Nowadays, retro themes like 50s, 60s, 70s and 80s costumes are popular, including dressing as icons from these periods, like Elvis Presley, Madonna and John Lennon.  It is common for a birthday party dress code to reflect the decade of the person’s birth.  Hen and Stag parties dress as ironic/taboo themes like Vicars and Nuns, and even more recently “Book Week” sees children turn up to school as weird and wonderful Roald Dahl creations, among others.

Still, all of these themes pale in comparison to the Halloween Fancy Dress Party, which has slightly different origins – though again, religion was of course the driving factor. 

Centuries ago, the Celts would dress in ghoulish costumes to scare evil spirits.  The festival of Samhain (meaning summer’s end, but falling on the last day of Autumn) was a time for stock-taking and preparation for the cold months ahead.  There was a feeling that this was the time of the year when the physical and supernatural worlds were closest, and to ward off the spirits huge bonfires were built.  The help of the gods was invoked through animal – and sometimes even human – sacrifice.

In Christian times this tradition evolved into All Saint’s Day (also called All Hallows) and All Soul’s Day, falling on 1 and 2 November respectively.  This was a time for honouring saints and praying for the recently deceased who had not yet reached heaven.  Because it was believed that the souls of the dead wandered the earth until these days, masks and costumes were worn to avoid being recognised by a soul seeking vengeance on their enemies. 

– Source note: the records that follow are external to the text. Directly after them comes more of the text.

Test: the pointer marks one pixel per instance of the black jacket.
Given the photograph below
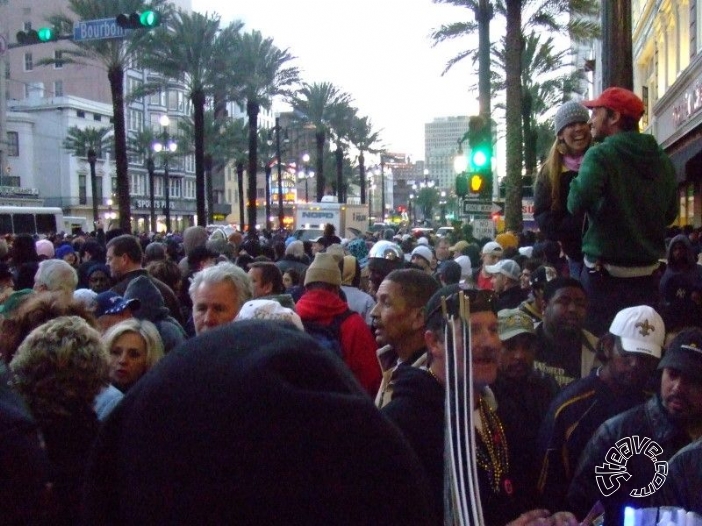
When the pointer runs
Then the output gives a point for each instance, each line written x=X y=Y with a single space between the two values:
x=649 y=420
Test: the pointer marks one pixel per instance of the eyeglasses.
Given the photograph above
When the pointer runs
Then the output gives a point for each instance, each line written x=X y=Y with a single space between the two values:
x=465 y=301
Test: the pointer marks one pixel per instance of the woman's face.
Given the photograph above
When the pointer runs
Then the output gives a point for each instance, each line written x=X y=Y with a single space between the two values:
x=127 y=359
x=99 y=281
x=577 y=137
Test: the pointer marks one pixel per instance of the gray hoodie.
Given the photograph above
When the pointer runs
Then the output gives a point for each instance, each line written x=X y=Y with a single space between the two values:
x=154 y=309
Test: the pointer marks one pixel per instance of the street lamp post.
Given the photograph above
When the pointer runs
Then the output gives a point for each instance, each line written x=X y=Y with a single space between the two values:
x=277 y=129
x=152 y=204
x=167 y=147
x=92 y=158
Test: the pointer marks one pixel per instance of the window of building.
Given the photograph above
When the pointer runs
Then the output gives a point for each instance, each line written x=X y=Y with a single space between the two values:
x=98 y=188
x=12 y=144
x=135 y=120
x=82 y=193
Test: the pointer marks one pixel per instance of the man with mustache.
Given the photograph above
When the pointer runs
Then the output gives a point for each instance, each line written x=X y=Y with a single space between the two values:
x=630 y=352
x=670 y=420
x=566 y=350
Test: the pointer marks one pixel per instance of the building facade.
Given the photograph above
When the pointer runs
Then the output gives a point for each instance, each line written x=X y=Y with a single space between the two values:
x=667 y=49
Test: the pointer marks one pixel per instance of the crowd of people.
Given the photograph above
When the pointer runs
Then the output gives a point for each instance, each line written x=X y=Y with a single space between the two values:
x=262 y=379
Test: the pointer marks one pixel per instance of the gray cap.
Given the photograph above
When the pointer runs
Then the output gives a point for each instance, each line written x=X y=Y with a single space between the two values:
x=569 y=113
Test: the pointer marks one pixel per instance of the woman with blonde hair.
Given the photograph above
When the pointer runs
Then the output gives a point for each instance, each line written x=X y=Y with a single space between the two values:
x=573 y=138
x=134 y=347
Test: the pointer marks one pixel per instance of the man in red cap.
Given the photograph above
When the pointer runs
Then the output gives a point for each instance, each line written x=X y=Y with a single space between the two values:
x=626 y=187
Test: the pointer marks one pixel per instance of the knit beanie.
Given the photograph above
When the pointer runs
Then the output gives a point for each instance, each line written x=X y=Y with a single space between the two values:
x=194 y=236
x=45 y=248
x=570 y=113
x=323 y=269
x=258 y=434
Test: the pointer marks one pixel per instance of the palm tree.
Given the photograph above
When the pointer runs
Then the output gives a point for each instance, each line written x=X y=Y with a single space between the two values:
x=192 y=49
x=260 y=68
x=548 y=14
x=113 y=55
x=364 y=139
x=316 y=104
x=88 y=142
x=341 y=121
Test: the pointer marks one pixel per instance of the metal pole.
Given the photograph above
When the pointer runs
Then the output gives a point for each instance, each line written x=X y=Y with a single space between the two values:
x=281 y=212
x=92 y=157
x=152 y=204
x=268 y=196
x=166 y=188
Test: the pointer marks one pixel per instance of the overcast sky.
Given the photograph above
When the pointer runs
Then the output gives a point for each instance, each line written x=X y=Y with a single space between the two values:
x=378 y=51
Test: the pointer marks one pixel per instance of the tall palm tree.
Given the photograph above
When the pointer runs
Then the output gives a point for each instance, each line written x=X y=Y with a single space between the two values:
x=89 y=143
x=316 y=104
x=113 y=55
x=553 y=15
x=365 y=139
x=192 y=49
x=262 y=72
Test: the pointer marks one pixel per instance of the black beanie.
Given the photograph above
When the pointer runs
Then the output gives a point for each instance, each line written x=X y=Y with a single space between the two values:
x=252 y=423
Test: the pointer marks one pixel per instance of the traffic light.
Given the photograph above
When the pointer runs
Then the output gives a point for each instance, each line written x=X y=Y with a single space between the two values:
x=146 y=19
x=461 y=185
x=480 y=142
x=477 y=183
x=34 y=36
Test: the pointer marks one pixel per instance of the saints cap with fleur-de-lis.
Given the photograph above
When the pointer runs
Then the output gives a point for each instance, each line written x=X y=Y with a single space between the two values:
x=641 y=330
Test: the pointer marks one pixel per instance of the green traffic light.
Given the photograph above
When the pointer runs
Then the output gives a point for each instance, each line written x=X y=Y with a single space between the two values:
x=46 y=34
x=479 y=159
x=150 y=19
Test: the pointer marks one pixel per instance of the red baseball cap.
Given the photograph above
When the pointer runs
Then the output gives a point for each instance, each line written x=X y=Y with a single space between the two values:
x=618 y=99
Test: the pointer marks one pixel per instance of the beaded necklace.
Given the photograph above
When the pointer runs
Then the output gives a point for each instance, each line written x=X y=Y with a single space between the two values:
x=492 y=453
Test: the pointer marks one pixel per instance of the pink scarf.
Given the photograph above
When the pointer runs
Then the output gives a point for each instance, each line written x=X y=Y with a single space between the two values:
x=572 y=163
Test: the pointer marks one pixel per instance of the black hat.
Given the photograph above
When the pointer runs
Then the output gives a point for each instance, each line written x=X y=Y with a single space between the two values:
x=250 y=424
x=685 y=353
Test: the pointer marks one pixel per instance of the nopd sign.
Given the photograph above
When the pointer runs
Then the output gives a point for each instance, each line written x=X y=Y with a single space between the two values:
x=609 y=474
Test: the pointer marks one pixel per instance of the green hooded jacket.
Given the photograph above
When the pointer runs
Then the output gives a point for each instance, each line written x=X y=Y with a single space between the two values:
x=626 y=187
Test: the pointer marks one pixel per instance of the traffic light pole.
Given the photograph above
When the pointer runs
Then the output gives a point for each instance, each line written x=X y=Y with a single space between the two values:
x=483 y=14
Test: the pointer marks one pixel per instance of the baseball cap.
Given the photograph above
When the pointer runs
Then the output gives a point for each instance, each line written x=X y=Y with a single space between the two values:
x=423 y=252
x=493 y=248
x=507 y=267
x=110 y=302
x=685 y=353
x=512 y=322
x=618 y=99
x=460 y=246
x=641 y=330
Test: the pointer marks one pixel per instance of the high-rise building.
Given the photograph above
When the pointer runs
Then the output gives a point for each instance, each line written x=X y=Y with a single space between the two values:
x=441 y=137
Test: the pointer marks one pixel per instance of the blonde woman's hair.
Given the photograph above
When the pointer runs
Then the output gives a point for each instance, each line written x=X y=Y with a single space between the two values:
x=145 y=329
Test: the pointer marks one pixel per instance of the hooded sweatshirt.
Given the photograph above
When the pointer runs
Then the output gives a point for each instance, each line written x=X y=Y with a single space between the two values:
x=154 y=309
x=357 y=342
x=626 y=187
x=685 y=274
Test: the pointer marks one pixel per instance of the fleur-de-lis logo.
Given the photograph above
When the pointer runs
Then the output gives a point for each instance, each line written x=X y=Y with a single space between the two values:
x=646 y=328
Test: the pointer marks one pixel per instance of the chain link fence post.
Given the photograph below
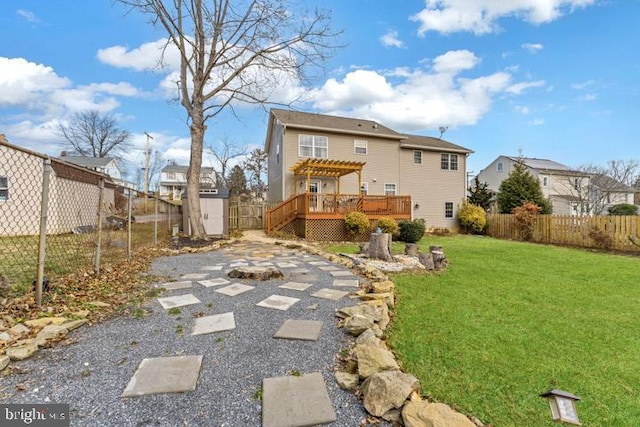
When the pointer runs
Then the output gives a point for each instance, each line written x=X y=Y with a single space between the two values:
x=42 y=242
x=99 y=225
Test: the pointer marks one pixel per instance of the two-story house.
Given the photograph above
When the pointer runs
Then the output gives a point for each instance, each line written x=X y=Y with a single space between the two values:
x=173 y=180
x=567 y=189
x=337 y=164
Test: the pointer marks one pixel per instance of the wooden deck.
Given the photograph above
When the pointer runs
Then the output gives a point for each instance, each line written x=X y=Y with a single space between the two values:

Trick-or-treating began in the Middle Ages, and nowadays still resembles the medieval custom of “souling”, where poor folk would go door to door, offering prayers for the dead in return for food.  This originated in Britain andIreland, though it travelled as far south as Italy, again featuring in a Shakespeare play, The Two Gentleman of Verona.

In Scotland and Ireland, “guising” – children disguising themselves then going door to door – was first recorded in 1895.  They carried lanterns made from scooped out turnips, and were rewarded with cakes, fruit and money.  The first recorded instance in North America comes shortly afterwards in 1911, when an Ontario newspaper reported children guising around the neighbourhood.Traditional games are still played at Halloween: apple bobbing sees participants use only their teeth to remove apples from a basin, while another favourite includes eating syrup or treacle-coated scones or toffee apples, dangled on strings, which inevitably results in a sticky face.  Some games are apparently forms of divination, such as one where an apple is carved in one long strip then tossed over the shoulder, with the peel supposedly spelling out the first letter of the participant’s future spouse.  In the 1900s a game involved walnut shells.  Fortunes were written on paper with milk, and when dry they were places in walnut shells.  When warmed, the milk would turn brown and the “fortune” would appear on supposedly blank paper.Like Valentines Day and even Christmas, today Halloween has become a massively commercial event, with few properly aware of the real origins behind the event.  At first, costumes were focused on traditional supernatural figures: monsters, ghosts, skeletons, witches and devils.  Nowadays anything scary suffices, with popular characters from fiction like Freddy Krueger and Michael Myers seen every year on 31 October.